Publié par Jean-david Boussemaer

Après des études de traduction, Julie Morel entre aux Beaux Arts de Paris. Elle combine alors sa passion pour le texte avec l’art vidéo, puis avec Internet (à partir de 1996). Considérant le texte comme une image et les spectateurs comme des lecteurs, elle prend l’habitude d’offrir des lectures à son public. Actuellement, elle fait partie du groupe Incident.net, est enseignante aux Beaux Arts de Lorient et chargée de cours à Paris.


Réalisée en 2001, la vidéo Enumération propose deux numérotations de chiffres : une textuelle (de 0 à 100) et une autre orale (aléatoire). Intrigué, le spectateur recherche un rapport entre la bande son et l’image. Mais en vain… puisque dans les faits, il n’y en a pas.

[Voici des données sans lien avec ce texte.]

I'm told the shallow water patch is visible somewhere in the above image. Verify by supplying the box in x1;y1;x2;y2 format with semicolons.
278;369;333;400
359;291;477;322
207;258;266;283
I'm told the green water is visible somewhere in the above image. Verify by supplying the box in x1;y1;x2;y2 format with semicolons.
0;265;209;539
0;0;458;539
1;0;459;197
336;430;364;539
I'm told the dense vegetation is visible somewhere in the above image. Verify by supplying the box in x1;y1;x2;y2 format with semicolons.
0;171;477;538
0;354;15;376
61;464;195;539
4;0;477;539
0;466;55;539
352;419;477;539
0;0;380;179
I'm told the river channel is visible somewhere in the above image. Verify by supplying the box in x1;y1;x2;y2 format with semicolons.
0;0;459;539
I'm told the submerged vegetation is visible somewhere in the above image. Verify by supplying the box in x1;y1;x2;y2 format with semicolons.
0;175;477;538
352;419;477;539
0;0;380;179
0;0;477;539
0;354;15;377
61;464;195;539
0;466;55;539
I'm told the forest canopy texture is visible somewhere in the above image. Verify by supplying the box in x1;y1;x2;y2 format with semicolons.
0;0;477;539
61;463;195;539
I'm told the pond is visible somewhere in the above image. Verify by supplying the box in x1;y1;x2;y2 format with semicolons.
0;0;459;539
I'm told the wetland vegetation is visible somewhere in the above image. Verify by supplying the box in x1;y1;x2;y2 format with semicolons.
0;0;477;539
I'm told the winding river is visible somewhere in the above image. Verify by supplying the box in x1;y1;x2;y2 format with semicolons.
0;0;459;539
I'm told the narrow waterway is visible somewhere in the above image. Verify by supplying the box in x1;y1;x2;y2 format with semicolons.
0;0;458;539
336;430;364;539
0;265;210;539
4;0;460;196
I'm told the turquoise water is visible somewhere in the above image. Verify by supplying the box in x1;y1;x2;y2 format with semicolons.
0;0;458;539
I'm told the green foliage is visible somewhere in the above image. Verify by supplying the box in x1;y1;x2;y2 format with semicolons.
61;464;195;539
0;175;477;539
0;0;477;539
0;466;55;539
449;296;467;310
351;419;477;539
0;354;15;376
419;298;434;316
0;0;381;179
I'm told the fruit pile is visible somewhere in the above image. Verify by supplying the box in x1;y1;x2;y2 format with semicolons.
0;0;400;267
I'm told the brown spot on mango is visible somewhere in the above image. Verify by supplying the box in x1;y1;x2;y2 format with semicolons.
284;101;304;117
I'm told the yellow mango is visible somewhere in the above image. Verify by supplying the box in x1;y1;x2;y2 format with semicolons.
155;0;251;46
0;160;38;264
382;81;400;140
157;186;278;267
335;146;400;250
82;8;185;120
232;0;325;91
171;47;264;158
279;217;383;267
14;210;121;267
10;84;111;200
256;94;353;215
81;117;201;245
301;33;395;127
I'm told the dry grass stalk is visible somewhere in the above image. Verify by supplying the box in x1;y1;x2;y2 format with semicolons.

Poursuivant ses recherches sur le ‘double sens’, Julie Morel réalise la même année Générique. Considérée comme un manifeste par son auteur, cette vidéo met assez violemment en scène une opposition entre lumière et noir. L’idée lui vint après la lecture d’un livre de Bataille sur la notion de « dépense » (dans l’ouvrage, Bataille envisage l’art comme une manière de dépenser son surplus d’énergie).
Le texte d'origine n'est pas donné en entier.